Permission slips protect children and your program. They also keep communication clear with families—especially for #enrollment and special activities.

Use permission forms when:

  • Children leave the usual space (field trip, nature walk, library visit)

  • You plan transportation (bus/van/walking groups, if your policy requires it)

  • You take photos/video for newsletters, websites, or social media

  • You offer higher-risk activities (water play, visiting animals, special events)

What to include on a permission slip (keep it short and clear):

  • Child’s name

  • Activity name + location

  • Date and time

  • Transportation plan (walking, bus, etc.)

  • Adult supervision plan (staff names or ratio notes)

  • Simple safety steps (seat belts, boundary rules, first aid kit)

  • Parent/guardian signature + date

ChildCareEd field trip template (great starting point):
Field Trip Permission Form

Simple best practice: Keep a copy in the child’s file and bring a class roster + emergency cards on every outing.


How should I organize forms so I’m ready for inspections and emergencies?

A good system is not fancy it is consistent. Most programs do well with a 3-place system:

1) Child file (one folder per child)
Keep:

  • Enrollment/admission info

  • Immunizations/health forms

  • Emergency form

  • Pick-up authorization

  • Permissions (photo, field trips, transportation)

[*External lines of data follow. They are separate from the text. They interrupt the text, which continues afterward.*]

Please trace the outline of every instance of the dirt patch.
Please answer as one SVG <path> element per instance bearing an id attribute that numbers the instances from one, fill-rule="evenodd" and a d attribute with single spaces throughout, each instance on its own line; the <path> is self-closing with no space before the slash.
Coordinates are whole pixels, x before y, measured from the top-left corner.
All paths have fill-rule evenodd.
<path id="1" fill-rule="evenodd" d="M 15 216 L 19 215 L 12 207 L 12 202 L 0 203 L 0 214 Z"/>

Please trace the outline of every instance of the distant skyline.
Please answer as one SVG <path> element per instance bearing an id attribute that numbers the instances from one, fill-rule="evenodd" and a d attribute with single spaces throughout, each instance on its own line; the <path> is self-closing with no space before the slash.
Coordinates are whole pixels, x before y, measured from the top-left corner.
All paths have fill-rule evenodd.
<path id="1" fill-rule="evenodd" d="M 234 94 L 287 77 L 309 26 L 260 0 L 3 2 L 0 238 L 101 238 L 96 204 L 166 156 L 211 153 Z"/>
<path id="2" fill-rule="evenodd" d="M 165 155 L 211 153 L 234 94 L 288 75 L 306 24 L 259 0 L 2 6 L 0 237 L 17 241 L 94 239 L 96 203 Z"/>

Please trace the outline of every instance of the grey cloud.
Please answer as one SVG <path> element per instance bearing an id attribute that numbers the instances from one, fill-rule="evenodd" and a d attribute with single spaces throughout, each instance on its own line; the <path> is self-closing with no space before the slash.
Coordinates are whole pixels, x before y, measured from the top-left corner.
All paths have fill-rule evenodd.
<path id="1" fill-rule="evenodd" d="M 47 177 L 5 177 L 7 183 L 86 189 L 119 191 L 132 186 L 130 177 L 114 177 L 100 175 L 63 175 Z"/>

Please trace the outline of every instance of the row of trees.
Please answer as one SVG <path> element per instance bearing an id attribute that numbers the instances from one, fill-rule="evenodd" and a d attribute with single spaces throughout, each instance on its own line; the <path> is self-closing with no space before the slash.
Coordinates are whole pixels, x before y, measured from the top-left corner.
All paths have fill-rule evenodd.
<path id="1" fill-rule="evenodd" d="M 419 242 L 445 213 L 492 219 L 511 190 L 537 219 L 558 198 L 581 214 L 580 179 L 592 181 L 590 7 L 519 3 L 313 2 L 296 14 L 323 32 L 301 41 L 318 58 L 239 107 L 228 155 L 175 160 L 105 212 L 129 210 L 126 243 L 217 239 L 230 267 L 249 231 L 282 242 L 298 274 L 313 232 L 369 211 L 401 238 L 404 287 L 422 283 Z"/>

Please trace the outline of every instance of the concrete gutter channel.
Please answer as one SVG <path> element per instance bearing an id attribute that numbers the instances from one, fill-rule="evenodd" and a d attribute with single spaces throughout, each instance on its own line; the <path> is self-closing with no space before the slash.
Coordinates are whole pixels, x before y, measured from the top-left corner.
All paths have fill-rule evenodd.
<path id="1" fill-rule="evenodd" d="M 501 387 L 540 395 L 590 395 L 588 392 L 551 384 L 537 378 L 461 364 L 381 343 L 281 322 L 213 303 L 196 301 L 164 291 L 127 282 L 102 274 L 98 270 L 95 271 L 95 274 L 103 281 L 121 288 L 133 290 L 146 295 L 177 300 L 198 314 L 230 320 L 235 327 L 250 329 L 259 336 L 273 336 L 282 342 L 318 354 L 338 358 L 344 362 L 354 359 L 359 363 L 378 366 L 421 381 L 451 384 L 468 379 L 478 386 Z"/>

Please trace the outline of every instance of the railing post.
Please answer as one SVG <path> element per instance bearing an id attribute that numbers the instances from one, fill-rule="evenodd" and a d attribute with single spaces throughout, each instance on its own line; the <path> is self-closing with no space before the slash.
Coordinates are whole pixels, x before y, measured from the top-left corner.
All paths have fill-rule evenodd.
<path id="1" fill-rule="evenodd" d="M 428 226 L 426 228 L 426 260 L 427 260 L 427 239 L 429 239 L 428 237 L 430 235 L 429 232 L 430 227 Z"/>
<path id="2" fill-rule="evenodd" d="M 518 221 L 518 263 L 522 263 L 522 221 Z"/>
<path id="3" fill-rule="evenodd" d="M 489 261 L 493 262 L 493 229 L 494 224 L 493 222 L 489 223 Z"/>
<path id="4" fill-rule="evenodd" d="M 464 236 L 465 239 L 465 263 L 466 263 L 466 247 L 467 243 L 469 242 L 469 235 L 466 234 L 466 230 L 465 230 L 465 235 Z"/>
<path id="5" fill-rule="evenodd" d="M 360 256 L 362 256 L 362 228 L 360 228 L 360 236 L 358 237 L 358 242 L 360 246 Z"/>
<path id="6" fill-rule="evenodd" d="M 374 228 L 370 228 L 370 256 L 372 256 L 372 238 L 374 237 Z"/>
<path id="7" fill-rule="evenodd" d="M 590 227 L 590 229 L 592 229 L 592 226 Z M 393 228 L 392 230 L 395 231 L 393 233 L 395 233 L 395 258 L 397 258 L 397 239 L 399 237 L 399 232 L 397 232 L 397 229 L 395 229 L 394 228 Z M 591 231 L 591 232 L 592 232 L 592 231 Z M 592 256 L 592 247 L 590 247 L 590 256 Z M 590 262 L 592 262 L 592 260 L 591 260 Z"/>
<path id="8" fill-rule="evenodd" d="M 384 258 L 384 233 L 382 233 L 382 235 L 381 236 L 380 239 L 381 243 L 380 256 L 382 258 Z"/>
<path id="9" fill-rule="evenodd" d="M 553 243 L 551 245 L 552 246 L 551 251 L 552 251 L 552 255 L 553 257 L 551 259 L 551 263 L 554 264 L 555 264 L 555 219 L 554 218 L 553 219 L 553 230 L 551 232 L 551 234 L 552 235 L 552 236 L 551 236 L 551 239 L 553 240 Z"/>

  • Special care plans (if needed)

2) Classroom “Daily Binder”
Keep:

  • Daily attendance/sign in/out records

  • Medication log (if used)

  • Incident/illness reports (as required)

  • “TODAY” emergency cards (only children present)

3) Office/Program Compliance File
Keep:

  • Staff training certificates

  • Background check records (as required)

  • Licensing reports and follow-up notes

  • Policies/handbook (current version)

Weekly 10-minute check (huge stress saver):

  • Are emergency cards current?

  • Any missing signatures?

  • Are medication forms current for children on meds?

  • Do the classroom binders match today’s attendance?

  • Are drill logs up to date?

For Texas inspection prep guidance, this ChildCareEd article is a helpful companion:
Texas Child Care Licensing Inspection


What training courses can help staff handle forms, medication, and compliance in Texas?

Paperwork is easier when staff understand why it matters and what to do in real situations.

Here are 3 ChildCareEd trainings that match this topic:

These courses support safer decisions, clearer documentation, and smoother licensing visits—especially when staff turnover happens.Quick monthly checklist for #forms and compliance

Use this once a month to stay ready:

  • ✅ Check every child file for a current emergency form

  • ✅ Confirm immunization/health info is up to date (or documented exemptions)

  • ✅ Verify Form 7255 is on file for every child receiving medication

  • ✅ File upcoming permission slips (field trips, photos, special events)

  • ✅ Review drill logs and make sure staff know where the “TODAY” binder is

  • ✅ Scan/backup key forms if your program keeps digital copies


FAQs

Q: Can I accept verbal permission for a field trip?
A: No—get written permission (signed and dated).

Q: Do I need separate medication permission for each medicine?
A: Yes. Keep a signed form for each medication and follow your licensing guidance.

Q: Where do I get official Texas child care forms?
A: Start here: https://www.hhs.texas.gov/providers/child-care-regulation/child-day-care-regulation-forms
Then use program-friendly templates like the ChildCareEd emergency form and field trip form above.